The Impact of the Bankruptcy Discharge On the Deed

A Discharge of debt has NO IMPACT on the Deed of Trust concerning ownership of the home or the lender’s right to foreclose if you stop payment on the Promissory Note.   That means, amongst other things, that YOU OWN the home, even after bankruptcy, unless and until the ownership is transferred to a different person/party (even if you have moved from the property).

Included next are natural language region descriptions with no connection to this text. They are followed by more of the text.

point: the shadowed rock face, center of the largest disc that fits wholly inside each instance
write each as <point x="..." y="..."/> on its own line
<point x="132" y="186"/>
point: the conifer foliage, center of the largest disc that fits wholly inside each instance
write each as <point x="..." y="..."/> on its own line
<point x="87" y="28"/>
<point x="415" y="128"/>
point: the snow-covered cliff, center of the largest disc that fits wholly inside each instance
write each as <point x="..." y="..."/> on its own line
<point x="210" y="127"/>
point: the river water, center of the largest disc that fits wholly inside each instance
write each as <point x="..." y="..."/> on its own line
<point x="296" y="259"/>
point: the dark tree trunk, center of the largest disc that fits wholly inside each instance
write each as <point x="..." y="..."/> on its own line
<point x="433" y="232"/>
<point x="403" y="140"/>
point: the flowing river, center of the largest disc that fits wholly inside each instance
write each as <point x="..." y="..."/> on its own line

How to Transfer Ownership of the Home

Ownership can be transferred by either:

  • Foreclosure by the creditor
  • Creditor accepting from you a Deed in Lieu of foreclosure
  • A completed sale by the Trustee in Bankruptcy to a third party
  • A completed sale by you to a third party

Until a transfer is completed, you own the home.    This means, among other things, that until ownership is transferred YOU are STILL responsible for:

  • Any Homeowner’s Association fees/dues that come due after you filed for bankruptcy
  • Any utilities that come due after filing (you might choose to have them turned off)
  • Complying with county and other code safety requirements including mowing the yard
  • Notifying the lender if and when you vacate the home so that they can insure the property for damage that might occur in your absence
  • Conferring with your insurance representative about the benefits of insuring the property
  • Hiring a real estate broker to sell the home if you want to sell [WE CAN HELP WITH THAT]
  • Anything an owner is responsible for except making the mortgage payment IF you no longer want to keep the home (then you need to make the payments, etc.)

FINALLY, you have every right to live in the home until you no longer own the home.  In fact, if a home is transferred by foreclosure, then you have the right to stay in the home for an additional twenty (20) days after the foreclosure.